西武・山川100号日本人最速 秋山幸二氏超えた出場321試合目

西日本スポーツ

 ◆日本ハム3-6西武(12日・札幌ドーム)

 母の日に特大メモリアル弾! 西武の山川穂高内野手(27)が3回、左翼席最上段へ特大の今季14号、通算100号2ランを放った。プロ野球291人目。出場321試合目での達成は、球団OBの秋山幸二氏(本紙評論家)の351試合を上回る日本人最速だ。山川は女手一つで育ててくれた母に記念のボールを贈る予定。チームの連敗を5で止めた大砲の勢いは止まらない。

 連敗中の重い空気をメモリアルアーチが吹き飛ばした。左翼席の最上段まで架けたきれいな放物線。打球の行方を見届ける必要もない。ゆっくりと駆けだした。王手をかけてから24打席目での到達。山川が日本人最速となる出場321試合目で通算100号の大台に乗せた。

■王手から24打席目

 「完璧だったので打球も見ず、気持ち良かった。手に感触が残らないという感覚。打ち方はいろいろあるけど、理想でした」。3回1死二塁。バーベイトの直球を迷いなく振り抜いた。「どすこい!」ポーズの後、100号の記念ボードを掲げた。「うちでは中村さん(通算390本)がはるか上をいっているので。少しでも追いつけるように」と控えめに喜んだ。

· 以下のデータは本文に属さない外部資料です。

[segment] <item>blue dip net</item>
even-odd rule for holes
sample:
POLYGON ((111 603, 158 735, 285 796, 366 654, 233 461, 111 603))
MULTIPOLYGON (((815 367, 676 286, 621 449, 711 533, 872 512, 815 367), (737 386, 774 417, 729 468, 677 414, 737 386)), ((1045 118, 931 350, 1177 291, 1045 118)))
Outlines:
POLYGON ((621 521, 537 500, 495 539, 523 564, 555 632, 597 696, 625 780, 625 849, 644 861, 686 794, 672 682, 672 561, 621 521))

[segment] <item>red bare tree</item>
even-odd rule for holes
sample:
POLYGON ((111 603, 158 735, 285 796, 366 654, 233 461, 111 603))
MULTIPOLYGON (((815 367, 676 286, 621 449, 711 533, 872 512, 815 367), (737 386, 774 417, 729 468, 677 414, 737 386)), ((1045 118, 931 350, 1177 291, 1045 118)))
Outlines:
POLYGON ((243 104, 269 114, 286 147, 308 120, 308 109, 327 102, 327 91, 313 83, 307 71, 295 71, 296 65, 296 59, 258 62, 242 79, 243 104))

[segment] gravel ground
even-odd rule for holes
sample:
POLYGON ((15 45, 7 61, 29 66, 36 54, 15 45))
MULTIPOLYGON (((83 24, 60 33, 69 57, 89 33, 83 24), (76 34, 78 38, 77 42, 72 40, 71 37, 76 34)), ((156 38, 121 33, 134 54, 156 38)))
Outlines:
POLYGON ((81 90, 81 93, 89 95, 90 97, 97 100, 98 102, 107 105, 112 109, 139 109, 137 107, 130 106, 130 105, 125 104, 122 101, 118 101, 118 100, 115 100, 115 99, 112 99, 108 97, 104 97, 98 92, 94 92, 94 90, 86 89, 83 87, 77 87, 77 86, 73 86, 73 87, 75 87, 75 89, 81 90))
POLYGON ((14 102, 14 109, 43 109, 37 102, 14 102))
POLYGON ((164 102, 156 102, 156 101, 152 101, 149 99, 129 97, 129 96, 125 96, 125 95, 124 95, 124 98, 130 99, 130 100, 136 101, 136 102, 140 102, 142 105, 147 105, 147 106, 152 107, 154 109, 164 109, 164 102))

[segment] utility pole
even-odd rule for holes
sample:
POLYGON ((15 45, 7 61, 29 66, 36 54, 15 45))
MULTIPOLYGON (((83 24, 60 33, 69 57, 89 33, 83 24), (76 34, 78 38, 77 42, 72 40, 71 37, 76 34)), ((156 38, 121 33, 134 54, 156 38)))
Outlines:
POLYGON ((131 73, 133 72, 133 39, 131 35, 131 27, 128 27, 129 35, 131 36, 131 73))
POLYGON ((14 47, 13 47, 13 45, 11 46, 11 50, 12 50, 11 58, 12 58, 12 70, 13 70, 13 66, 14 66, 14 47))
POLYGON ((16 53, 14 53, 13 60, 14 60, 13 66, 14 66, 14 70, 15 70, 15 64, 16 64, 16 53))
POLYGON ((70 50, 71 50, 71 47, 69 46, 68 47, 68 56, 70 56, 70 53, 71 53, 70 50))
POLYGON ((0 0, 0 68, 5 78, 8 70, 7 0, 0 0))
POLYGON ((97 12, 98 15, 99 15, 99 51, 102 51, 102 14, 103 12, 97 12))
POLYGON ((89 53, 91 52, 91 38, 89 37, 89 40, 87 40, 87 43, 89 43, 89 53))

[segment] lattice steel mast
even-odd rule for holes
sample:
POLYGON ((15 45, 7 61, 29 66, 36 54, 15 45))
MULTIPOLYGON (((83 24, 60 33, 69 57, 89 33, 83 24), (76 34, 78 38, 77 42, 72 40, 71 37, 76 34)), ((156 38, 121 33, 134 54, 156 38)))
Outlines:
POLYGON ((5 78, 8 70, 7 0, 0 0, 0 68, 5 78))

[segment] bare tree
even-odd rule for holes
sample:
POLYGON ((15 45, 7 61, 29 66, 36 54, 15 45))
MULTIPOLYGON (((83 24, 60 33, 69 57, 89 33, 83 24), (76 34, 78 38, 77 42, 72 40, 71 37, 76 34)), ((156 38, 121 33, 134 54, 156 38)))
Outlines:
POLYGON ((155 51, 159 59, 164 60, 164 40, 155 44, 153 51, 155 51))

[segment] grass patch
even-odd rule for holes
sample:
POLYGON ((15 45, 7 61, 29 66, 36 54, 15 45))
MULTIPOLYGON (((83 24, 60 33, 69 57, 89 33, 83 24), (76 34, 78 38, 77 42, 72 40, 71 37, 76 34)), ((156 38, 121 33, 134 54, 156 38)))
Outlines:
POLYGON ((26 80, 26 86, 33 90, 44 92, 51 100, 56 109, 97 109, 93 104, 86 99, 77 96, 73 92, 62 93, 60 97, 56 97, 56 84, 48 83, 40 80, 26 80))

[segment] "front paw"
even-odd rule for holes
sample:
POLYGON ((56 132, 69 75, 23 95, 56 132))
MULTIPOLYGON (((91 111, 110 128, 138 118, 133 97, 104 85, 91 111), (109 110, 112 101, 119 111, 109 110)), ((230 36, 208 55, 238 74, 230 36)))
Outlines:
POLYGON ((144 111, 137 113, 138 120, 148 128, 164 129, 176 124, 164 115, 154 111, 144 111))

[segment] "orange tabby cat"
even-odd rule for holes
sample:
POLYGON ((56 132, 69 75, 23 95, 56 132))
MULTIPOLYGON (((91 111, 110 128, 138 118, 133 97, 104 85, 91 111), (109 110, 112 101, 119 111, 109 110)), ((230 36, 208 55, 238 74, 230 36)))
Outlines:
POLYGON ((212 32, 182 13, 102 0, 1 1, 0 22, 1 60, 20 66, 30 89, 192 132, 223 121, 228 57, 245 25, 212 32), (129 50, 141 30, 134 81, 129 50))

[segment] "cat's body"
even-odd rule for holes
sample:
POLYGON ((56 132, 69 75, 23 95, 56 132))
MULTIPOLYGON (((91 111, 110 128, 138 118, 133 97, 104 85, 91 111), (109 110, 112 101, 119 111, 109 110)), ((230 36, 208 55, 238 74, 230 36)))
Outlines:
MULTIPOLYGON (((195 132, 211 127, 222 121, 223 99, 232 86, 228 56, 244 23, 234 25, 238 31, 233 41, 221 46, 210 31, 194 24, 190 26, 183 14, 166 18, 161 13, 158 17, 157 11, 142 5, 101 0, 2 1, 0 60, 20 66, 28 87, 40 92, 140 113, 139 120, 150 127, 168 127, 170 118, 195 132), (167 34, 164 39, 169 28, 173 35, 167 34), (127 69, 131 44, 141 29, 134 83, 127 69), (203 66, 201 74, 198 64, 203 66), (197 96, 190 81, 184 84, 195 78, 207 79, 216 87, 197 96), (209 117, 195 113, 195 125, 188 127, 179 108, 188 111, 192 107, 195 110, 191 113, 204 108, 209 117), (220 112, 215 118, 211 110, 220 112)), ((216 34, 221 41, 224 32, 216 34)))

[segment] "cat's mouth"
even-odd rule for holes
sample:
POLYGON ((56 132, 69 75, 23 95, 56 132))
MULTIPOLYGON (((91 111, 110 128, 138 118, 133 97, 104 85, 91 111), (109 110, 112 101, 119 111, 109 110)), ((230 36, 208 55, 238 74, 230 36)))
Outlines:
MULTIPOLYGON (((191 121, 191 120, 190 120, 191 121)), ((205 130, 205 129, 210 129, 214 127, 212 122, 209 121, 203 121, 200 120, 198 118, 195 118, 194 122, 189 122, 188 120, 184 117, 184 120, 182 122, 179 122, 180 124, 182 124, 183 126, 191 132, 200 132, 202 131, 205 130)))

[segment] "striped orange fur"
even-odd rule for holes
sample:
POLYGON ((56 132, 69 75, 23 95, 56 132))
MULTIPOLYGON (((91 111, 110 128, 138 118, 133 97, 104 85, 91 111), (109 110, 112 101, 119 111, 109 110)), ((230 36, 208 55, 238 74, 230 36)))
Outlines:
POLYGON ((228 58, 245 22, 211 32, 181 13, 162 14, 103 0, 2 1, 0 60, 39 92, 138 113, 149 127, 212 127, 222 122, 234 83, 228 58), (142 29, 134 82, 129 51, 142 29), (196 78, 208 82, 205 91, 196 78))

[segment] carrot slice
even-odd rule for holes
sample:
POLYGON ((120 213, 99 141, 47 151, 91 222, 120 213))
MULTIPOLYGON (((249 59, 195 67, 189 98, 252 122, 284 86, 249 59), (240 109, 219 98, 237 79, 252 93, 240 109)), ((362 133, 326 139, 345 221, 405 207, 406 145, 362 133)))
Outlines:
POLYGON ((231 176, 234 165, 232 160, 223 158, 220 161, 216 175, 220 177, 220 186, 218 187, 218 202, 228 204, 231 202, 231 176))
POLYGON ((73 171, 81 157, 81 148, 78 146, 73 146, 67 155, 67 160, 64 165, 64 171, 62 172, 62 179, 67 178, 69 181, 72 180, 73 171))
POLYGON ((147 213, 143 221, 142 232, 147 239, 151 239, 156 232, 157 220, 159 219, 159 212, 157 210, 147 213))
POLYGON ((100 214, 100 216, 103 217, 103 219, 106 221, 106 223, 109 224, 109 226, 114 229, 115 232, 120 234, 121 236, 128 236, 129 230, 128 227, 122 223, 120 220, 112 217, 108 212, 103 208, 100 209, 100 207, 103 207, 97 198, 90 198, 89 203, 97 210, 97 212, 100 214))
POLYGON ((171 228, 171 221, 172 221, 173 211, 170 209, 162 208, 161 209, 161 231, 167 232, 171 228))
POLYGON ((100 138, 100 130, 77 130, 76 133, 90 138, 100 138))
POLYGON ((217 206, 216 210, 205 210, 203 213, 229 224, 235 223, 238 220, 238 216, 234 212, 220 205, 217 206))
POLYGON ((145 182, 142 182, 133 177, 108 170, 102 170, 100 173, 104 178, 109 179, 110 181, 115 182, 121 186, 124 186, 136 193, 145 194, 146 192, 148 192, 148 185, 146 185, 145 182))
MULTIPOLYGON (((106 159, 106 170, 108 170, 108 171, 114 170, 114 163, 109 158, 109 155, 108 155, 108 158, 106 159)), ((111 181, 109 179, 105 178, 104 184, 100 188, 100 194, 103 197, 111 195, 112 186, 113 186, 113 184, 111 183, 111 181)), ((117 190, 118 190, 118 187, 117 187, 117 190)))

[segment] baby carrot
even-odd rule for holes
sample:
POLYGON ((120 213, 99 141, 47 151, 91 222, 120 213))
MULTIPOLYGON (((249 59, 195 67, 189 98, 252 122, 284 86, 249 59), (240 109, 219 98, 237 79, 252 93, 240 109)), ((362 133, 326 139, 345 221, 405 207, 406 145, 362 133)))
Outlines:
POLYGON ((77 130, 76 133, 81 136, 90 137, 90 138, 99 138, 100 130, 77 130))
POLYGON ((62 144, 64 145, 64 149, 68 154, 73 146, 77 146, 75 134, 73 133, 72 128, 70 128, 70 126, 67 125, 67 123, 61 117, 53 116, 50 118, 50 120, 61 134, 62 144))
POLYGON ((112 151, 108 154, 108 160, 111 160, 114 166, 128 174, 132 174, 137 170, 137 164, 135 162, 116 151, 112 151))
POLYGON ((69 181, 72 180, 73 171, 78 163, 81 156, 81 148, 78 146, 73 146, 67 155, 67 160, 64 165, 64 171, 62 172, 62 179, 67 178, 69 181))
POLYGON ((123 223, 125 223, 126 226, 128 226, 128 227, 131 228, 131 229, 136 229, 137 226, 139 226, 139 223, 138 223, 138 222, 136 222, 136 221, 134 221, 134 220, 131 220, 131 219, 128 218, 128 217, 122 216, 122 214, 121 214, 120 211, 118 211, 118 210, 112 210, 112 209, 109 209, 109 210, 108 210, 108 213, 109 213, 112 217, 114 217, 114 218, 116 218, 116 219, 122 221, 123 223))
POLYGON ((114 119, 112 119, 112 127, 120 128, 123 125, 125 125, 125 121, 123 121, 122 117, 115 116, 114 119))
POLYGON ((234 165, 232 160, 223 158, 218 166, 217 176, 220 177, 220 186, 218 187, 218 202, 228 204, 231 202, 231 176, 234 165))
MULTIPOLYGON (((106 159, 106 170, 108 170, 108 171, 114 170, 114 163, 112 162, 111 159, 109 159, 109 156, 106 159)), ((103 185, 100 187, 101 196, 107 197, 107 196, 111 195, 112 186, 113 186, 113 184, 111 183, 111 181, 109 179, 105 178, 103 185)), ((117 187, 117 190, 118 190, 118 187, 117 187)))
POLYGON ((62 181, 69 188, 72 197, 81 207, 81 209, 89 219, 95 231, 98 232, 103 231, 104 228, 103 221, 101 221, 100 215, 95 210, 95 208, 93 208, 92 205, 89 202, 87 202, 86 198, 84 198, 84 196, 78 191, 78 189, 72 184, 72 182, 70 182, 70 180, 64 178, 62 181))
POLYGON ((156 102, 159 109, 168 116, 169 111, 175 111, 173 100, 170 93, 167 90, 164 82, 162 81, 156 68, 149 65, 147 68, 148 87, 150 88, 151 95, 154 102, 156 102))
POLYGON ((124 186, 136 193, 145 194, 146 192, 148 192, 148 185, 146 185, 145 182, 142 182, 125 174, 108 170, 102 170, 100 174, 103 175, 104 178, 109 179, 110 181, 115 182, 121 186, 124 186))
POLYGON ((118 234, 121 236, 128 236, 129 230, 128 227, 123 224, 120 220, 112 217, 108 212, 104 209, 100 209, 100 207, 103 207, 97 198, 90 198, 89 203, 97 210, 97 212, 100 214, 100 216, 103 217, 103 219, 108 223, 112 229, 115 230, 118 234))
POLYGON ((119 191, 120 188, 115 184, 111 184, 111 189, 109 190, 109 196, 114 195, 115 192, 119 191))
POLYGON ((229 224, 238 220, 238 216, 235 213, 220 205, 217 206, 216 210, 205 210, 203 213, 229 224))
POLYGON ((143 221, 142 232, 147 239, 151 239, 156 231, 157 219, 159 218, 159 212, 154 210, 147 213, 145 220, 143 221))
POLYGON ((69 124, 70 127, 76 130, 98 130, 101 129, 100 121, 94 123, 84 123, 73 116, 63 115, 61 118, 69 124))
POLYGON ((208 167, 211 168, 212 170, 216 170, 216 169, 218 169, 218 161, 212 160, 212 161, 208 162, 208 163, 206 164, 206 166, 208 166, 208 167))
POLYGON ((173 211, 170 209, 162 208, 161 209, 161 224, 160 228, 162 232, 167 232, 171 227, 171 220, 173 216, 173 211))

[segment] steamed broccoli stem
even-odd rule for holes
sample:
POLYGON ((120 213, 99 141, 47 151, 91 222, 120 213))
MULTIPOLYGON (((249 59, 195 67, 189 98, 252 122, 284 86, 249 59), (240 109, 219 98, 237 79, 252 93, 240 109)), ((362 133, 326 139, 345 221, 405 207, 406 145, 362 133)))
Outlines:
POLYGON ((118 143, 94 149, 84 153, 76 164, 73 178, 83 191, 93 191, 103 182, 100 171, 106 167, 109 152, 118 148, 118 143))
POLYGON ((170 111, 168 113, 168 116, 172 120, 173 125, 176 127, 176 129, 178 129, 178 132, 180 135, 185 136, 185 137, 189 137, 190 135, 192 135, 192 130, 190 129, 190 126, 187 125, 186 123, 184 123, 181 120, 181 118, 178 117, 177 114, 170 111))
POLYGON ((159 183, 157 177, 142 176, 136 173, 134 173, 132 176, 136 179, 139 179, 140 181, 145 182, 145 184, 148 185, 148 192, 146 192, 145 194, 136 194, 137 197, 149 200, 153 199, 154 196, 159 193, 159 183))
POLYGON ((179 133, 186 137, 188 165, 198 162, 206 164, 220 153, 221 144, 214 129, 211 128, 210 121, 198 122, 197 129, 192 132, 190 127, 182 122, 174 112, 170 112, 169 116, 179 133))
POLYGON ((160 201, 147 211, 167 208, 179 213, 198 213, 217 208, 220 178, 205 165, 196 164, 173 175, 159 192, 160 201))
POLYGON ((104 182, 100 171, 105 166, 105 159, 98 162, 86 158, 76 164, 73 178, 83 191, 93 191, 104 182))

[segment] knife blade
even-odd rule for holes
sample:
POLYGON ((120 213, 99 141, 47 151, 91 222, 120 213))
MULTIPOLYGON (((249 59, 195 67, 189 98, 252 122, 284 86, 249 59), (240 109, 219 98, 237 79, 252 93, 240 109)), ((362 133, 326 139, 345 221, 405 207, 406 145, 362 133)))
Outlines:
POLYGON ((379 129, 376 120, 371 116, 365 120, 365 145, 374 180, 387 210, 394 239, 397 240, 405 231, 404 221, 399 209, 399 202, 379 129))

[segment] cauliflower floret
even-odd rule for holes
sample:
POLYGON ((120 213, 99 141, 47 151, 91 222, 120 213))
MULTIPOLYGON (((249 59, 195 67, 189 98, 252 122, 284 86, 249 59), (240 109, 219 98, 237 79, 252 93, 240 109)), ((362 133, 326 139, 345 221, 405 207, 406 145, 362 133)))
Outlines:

 握りしめた100号の記念ボールは、母喜代子さんに手渡すつもりだ。「母の日に記念のホームランを打てて良かった。お母さんの念というか力なのかな。あそこまで飛ばせる体にしてくれて感謝しています」。女手一つで育てられた一人っ子。「お母さんの分まで僕が食べていた」。母は台所でパン一つをかじりながら山川に好きなだけ食べさせてくれたという。中学3年間で50キロだった体重が100キロまで増え、希代のアーチストの基礎がつくられていた。

 球団OBの秋山氏を大幅に上回る最速到達。「2軍でやっていたのが長いので、最速はピンとこないところもあるけど、うれしく思う」。7回には左越えの15号ソロを放ち、早速通算101号。1試合2本塁打は今季2度目で、本塁打王争いでもロッテのレアードに2本差をつけ、再び単独トップに立った。

 4番のバットはチームの連敗も5で止めた。通算100号を「意識してなかった」という大砲も連敗中はノーアーチ。「5連敗していたのでどうにかしたいと思っていた。チームにとっても大きかった」とうなずいた。次なるターゲットはシーズン50発。現在シーズン60発ペースで進んでいる。日本人最速の称号を得て、このままアーチを量産し続ける。 (小畑大悟)

 西武・辻監督(山川について)「いいところで打ってくれた。2ランもその後のソロも大きかった。並外れたパワーに技術もある。100号なんてまだまだでしょ。200、300といくでしょうから」

◆本塁打率10.87

 山川が通算100号。初出場から321試合での到達は歴代6位タイのペースで、日本人では最速だ。歴代最速はブライアント(近鉄)で246試合。1本塁打にどれだけの打数を要するかを示す本塁打率(打数÷本塁打)は100号到達時の山川は10.87。今年は9.57とシーズン序盤ながら好ペースで、本塁打王を獲得した昨年通算の11.51を上回っている。